Enhanced Dependencies in UD v2
Having a first version of the guidelines for enhanced dependencies is important not just for its own sake, but also because it has implications for the basic dependencies. Basically, if we know that something can be captured in the enhanced dependencies, we don’t need to clutter the basic dependencies with this information. Examples of constructions that can benefit from this are control verbs and light verb constructions. In this connection, it would also be relevant to discuss what language-specific subtypes can and cannot be used for. We seem to have a lot of inconsistencies here. Report from Uppsala meeting: future.
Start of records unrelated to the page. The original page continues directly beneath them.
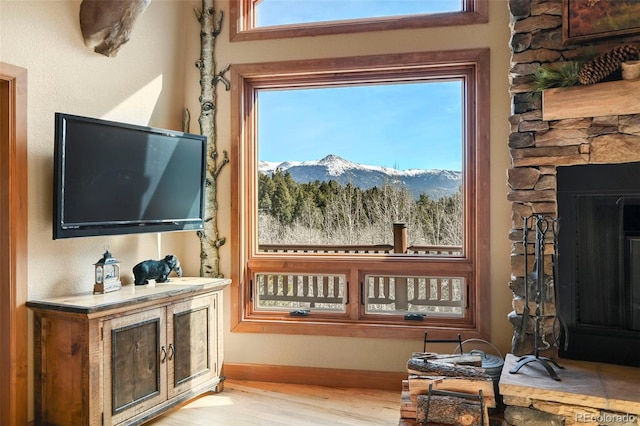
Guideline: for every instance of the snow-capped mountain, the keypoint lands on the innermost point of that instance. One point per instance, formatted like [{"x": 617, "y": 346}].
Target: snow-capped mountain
[{"x": 435, "y": 183}]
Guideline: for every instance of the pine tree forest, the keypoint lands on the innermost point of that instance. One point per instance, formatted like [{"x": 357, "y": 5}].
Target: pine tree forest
[{"x": 328, "y": 213}]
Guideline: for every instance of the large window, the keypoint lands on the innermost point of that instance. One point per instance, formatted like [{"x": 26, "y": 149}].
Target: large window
[
  {"x": 262, "y": 19},
  {"x": 335, "y": 235}
]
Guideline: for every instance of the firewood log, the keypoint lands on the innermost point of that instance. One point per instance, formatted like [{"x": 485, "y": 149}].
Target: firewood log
[
  {"x": 450, "y": 410},
  {"x": 431, "y": 368}
]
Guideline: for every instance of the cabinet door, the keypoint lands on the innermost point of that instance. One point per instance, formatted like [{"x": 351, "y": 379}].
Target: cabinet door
[
  {"x": 191, "y": 332},
  {"x": 134, "y": 364}
]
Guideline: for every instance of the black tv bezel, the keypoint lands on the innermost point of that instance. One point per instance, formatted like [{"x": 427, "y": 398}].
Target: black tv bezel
[{"x": 60, "y": 231}]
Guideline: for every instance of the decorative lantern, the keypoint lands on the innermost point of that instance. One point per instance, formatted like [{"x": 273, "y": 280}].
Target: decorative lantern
[{"x": 107, "y": 274}]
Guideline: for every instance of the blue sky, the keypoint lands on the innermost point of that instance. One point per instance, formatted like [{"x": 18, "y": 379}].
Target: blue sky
[
  {"x": 403, "y": 126},
  {"x": 281, "y": 12}
]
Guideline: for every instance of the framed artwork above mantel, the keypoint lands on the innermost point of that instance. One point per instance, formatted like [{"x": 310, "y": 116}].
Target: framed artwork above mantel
[{"x": 586, "y": 20}]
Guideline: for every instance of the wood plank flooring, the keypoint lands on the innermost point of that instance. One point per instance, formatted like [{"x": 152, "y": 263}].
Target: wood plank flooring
[{"x": 247, "y": 403}]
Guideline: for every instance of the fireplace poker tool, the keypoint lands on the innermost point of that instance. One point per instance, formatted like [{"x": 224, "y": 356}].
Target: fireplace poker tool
[{"x": 542, "y": 226}]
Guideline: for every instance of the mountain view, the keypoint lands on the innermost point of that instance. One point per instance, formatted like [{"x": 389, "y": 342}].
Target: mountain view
[{"x": 434, "y": 183}]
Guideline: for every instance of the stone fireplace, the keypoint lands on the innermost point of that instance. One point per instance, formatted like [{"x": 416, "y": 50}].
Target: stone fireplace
[
  {"x": 575, "y": 158},
  {"x": 545, "y": 150}
]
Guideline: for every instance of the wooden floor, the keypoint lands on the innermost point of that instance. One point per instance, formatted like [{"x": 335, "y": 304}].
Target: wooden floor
[{"x": 244, "y": 403}]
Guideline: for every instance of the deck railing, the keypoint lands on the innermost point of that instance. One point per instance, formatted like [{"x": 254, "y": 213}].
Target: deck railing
[
  {"x": 382, "y": 293},
  {"x": 400, "y": 246}
]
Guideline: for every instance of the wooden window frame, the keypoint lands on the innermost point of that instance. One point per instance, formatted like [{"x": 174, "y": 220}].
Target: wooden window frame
[
  {"x": 473, "y": 264},
  {"x": 242, "y": 22}
]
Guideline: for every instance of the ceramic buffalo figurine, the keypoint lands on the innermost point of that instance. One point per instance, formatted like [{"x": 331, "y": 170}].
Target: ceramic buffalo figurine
[{"x": 157, "y": 270}]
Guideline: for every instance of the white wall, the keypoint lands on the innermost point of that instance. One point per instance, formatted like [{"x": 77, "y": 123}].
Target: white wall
[
  {"x": 144, "y": 84},
  {"x": 149, "y": 82}
]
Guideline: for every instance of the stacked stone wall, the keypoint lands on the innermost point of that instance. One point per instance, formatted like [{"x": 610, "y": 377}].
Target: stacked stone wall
[{"x": 538, "y": 147}]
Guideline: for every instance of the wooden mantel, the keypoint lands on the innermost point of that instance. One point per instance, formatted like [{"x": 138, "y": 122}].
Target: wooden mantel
[{"x": 596, "y": 100}]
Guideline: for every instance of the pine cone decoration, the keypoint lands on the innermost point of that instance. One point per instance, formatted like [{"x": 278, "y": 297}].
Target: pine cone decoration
[{"x": 605, "y": 64}]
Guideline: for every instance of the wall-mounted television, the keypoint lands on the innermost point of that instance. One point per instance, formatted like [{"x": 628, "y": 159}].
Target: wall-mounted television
[{"x": 115, "y": 178}]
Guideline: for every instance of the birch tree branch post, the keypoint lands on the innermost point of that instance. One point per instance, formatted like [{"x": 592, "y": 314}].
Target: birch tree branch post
[{"x": 210, "y": 240}]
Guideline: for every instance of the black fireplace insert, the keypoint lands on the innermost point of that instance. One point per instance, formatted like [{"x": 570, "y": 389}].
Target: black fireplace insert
[{"x": 599, "y": 262}]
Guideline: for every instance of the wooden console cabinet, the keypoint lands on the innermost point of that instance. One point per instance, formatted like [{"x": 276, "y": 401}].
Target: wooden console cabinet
[{"x": 125, "y": 357}]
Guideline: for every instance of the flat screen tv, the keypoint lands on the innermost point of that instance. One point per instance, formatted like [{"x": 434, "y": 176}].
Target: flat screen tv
[{"x": 114, "y": 178}]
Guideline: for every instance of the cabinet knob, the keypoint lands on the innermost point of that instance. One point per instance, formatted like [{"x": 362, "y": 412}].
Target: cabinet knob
[{"x": 163, "y": 354}]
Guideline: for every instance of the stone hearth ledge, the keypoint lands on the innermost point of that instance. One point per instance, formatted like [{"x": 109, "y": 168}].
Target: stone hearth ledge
[{"x": 592, "y": 385}]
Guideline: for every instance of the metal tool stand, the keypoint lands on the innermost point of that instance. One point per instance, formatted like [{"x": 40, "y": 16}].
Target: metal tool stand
[
  {"x": 432, "y": 391},
  {"x": 542, "y": 225}
]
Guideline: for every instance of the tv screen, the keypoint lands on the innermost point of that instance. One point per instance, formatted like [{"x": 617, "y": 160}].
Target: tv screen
[{"x": 114, "y": 178}]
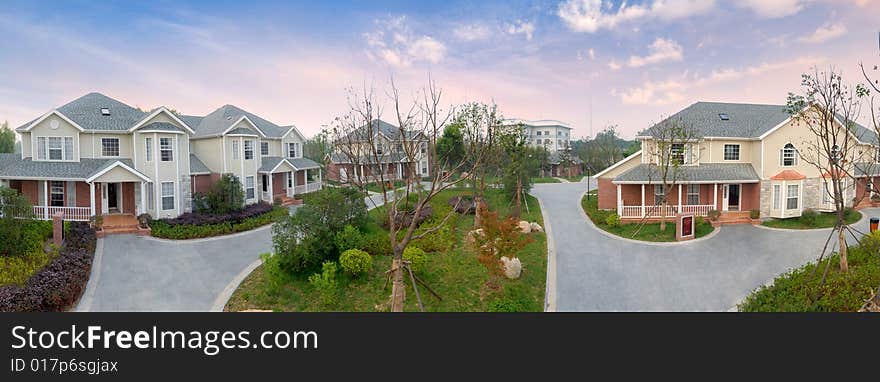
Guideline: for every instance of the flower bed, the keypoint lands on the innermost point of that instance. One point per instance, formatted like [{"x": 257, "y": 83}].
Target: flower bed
[
  {"x": 195, "y": 225},
  {"x": 57, "y": 286}
]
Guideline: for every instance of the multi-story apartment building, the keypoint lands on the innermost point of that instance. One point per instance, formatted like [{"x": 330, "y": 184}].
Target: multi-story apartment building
[
  {"x": 745, "y": 158},
  {"x": 555, "y": 137},
  {"x": 369, "y": 152},
  {"x": 98, "y": 156}
]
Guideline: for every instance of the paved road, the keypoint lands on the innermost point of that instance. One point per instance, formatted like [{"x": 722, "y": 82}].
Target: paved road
[{"x": 599, "y": 273}]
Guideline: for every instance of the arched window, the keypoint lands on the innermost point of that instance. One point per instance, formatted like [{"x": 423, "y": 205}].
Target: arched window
[{"x": 788, "y": 156}]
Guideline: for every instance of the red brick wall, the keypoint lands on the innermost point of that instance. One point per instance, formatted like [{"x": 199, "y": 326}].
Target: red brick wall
[
  {"x": 128, "y": 198},
  {"x": 607, "y": 194}
]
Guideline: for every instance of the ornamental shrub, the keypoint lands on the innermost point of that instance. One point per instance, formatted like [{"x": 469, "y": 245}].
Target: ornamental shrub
[
  {"x": 417, "y": 257},
  {"x": 355, "y": 262},
  {"x": 349, "y": 238},
  {"x": 325, "y": 283},
  {"x": 612, "y": 220}
]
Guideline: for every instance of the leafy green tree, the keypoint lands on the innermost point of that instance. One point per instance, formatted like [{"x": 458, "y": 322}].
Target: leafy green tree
[
  {"x": 226, "y": 195},
  {"x": 7, "y": 139}
]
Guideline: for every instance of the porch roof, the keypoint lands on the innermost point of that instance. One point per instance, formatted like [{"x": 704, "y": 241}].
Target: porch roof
[{"x": 703, "y": 173}]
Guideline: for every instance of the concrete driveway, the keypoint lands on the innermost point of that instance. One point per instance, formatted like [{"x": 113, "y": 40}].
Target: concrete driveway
[{"x": 595, "y": 272}]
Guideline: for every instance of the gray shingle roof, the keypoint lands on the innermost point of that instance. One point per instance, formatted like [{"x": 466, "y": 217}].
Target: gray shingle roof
[
  {"x": 709, "y": 172},
  {"x": 745, "y": 120},
  {"x": 15, "y": 167},
  {"x": 161, "y": 126},
  {"x": 196, "y": 166}
]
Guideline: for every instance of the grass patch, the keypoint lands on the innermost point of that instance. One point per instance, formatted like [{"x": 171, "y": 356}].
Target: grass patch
[
  {"x": 648, "y": 232},
  {"x": 451, "y": 270},
  {"x": 797, "y": 291},
  {"x": 822, "y": 220}
]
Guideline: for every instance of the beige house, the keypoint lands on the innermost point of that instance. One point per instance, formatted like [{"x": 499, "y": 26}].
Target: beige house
[
  {"x": 98, "y": 156},
  {"x": 746, "y": 158}
]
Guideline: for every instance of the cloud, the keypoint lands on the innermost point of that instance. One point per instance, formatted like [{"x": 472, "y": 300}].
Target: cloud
[
  {"x": 662, "y": 50},
  {"x": 773, "y": 8},
  {"x": 824, "y": 33},
  {"x": 593, "y": 15},
  {"x": 522, "y": 27},
  {"x": 472, "y": 32},
  {"x": 396, "y": 44}
]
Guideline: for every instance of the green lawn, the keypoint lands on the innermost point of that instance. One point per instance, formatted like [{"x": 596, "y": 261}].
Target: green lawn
[
  {"x": 546, "y": 179},
  {"x": 648, "y": 232},
  {"x": 798, "y": 291},
  {"x": 822, "y": 220},
  {"x": 455, "y": 274}
]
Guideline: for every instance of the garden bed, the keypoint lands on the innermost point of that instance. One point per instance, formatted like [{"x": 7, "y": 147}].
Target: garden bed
[
  {"x": 820, "y": 220},
  {"x": 798, "y": 291},
  {"x": 647, "y": 232},
  {"x": 196, "y": 225},
  {"x": 451, "y": 270},
  {"x": 57, "y": 286}
]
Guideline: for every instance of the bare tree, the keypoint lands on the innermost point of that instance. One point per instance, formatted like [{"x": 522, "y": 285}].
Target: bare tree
[
  {"x": 674, "y": 144},
  {"x": 420, "y": 123},
  {"x": 829, "y": 108}
]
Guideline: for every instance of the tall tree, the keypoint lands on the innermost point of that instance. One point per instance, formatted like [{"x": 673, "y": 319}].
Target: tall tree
[
  {"x": 7, "y": 139},
  {"x": 828, "y": 108}
]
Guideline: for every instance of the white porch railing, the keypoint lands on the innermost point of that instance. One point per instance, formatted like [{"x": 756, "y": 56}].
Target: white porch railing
[
  {"x": 70, "y": 213},
  {"x": 306, "y": 188},
  {"x": 629, "y": 212}
]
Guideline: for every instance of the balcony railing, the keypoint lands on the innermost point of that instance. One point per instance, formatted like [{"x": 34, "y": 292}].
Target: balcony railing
[{"x": 629, "y": 212}]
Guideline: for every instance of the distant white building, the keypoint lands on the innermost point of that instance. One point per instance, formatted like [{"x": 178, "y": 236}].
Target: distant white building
[{"x": 547, "y": 133}]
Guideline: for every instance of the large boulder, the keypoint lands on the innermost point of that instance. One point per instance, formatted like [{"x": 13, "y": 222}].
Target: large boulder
[{"x": 512, "y": 267}]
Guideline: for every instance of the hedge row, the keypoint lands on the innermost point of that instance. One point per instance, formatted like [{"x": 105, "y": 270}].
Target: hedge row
[
  {"x": 56, "y": 287},
  {"x": 178, "y": 231}
]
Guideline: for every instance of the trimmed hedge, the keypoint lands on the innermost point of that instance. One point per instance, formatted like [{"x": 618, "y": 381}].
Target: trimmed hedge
[
  {"x": 58, "y": 286},
  {"x": 196, "y": 225}
]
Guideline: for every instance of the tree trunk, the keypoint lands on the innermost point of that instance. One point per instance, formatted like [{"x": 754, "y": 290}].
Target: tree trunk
[
  {"x": 844, "y": 265},
  {"x": 398, "y": 287}
]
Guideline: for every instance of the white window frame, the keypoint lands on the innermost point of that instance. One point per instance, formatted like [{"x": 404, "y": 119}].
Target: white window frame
[
  {"x": 250, "y": 188},
  {"x": 789, "y": 197},
  {"x": 692, "y": 193},
  {"x": 163, "y": 149},
  {"x": 104, "y": 141},
  {"x": 166, "y": 196},
  {"x": 148, "y": 149},
  {"x": 248, "y": 149},
  {"x": 777, "y": 196},
  {"x": 734, "y": 147}
]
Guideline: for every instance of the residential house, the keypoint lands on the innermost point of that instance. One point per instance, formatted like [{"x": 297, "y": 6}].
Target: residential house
[
  {"x": 555, "y": 137},
  {"x": 367, "y": 153},
  {"x": 98, "y": 156},
  {"x": 746, "y": 158}
]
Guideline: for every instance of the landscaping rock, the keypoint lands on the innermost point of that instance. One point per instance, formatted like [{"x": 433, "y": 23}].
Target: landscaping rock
[
  {"x": 537, "y": 227},
  {"x": 512, "y": 267},
  {"x": 525, "y": 227}
]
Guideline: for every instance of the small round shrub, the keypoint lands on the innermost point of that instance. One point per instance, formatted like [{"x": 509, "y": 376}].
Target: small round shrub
[
  {"x": 417, "y": 257},
  {"x": 355, "y": 262},
  {"x": 809, "y": 216},
  {"x": 613, "y": 220}
]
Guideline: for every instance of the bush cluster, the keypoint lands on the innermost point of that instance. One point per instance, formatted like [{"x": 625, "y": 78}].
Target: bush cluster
[{"x": 57, "y": 286}]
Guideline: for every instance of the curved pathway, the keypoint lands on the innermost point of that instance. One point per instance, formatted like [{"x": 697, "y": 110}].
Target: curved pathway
[{"x": 597, "y": 273}]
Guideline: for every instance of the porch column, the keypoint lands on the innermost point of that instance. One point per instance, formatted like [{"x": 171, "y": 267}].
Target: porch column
[
  {"x": 679, "y": 198},
  {"x": 271, "y": 190},
  {"x": 143, "y": 197},
  {"x": 619, "y": 201},
  {"x": 92, "y": 198},
  {"x": 643, "y": 200},
  {"x": 715, "y": 196},
  {"x": 46, "y": 199}
]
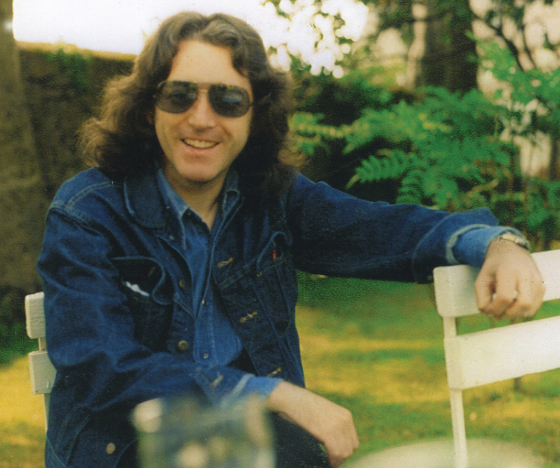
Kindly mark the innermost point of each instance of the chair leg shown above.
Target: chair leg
(46, 399)
(459, 433)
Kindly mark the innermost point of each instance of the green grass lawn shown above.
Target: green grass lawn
(374, 347)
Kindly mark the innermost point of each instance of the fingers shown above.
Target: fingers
(331, 424)
(509, 283)
(510, 298)
(341, 440)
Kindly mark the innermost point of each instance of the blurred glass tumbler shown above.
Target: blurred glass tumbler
(184, 433)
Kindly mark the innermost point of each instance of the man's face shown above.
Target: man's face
(199, 144)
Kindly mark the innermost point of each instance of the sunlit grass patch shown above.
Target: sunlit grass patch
(22, 427)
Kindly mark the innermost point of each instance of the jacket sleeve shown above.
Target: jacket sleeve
(339, 235)
(90, 330)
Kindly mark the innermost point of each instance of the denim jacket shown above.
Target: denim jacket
(119, 329)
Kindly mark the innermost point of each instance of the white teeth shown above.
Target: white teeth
(200, 143)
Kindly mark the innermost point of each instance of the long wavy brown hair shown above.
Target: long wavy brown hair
(122, 141)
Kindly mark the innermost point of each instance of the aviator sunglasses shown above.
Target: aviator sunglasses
(178, 96)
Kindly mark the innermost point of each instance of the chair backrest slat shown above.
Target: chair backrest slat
(495, 354)
(41, 370)
(455, 296)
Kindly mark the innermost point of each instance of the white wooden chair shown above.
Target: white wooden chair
(495, 354)
(40, 367)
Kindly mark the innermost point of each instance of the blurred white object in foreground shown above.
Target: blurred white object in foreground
(483, 453)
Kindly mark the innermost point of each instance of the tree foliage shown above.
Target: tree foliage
(452, 151)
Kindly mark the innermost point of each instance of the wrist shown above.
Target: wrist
(510, 237)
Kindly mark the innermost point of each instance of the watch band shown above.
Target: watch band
(511, 237)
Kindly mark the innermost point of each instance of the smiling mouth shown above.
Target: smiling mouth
(200, 144)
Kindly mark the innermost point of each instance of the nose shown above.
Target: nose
(201, 114)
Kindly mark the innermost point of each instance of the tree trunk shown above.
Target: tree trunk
(441, 54)
(23, 203)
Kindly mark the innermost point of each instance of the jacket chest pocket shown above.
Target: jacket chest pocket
(149, 295)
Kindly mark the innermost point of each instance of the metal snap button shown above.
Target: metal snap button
(111, 448)
(183, 346)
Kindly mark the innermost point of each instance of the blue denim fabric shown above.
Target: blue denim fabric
(119, 319)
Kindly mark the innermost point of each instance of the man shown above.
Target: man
(169, 267)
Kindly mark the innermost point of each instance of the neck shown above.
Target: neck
(202, 198)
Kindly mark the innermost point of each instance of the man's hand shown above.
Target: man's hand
(331, 424)
(509, 283)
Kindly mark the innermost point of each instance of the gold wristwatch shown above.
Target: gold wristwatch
(511, 237)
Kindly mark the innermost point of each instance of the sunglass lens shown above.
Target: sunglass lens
(176, 96)
(229, 101)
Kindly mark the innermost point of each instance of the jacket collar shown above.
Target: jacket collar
(147, 205)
- There is an LREC paper proposing the enhanced representation for English.
- Joakim on the relation between subtyping and enhanced dependencies: The mechanism of subtyping is currently used to capture many things in our treebanks. I think we should have stricter criteria for what counts as a syntactic subtype. For example, “nmod:poss” is a legitimate subtype in many languages, because it is a nominal modifier with different syntactic characteristics than other cases of “nmod” (notably adpositional phrases). Similarly, “compound:prt” is legitimate because it is a highly specialised form of compounding found only in certain languages. By contrast, I don’t think “dobj:lvc” is a legitimate subtype because (in most languages) there is nothing syntactically special about a direct object in an LVC, so the suffix “lvc” only signals that this construction has a special semantic interpretation. My main proposal here is simply to ban subtypes that are not clearly syntactic (which has nothing to do with enhanced dependencies). However, for people that want to capture LVCs in their annotation, we could think about doing it in the enhanced dependencies. Here is an example from English, where the special relations “lvc” and “arg” would only be used in enhanced dependencies. I wonder whether this is the right approach, though, since it begins to look like we are doing semantic role labeling after all. Perhaps it is better to just ban dobj:lvc and let people use the MISC column for “nonstandard subtyping”.
she took a photo of the cathedral
dobj(took, photo)
nmod(photo, cathedral)
lvc(photo, took)
arg(photo, cathedral)
- Dan: Additional enhanced dependencies are proposed to cover ellipsis, see the discussion there.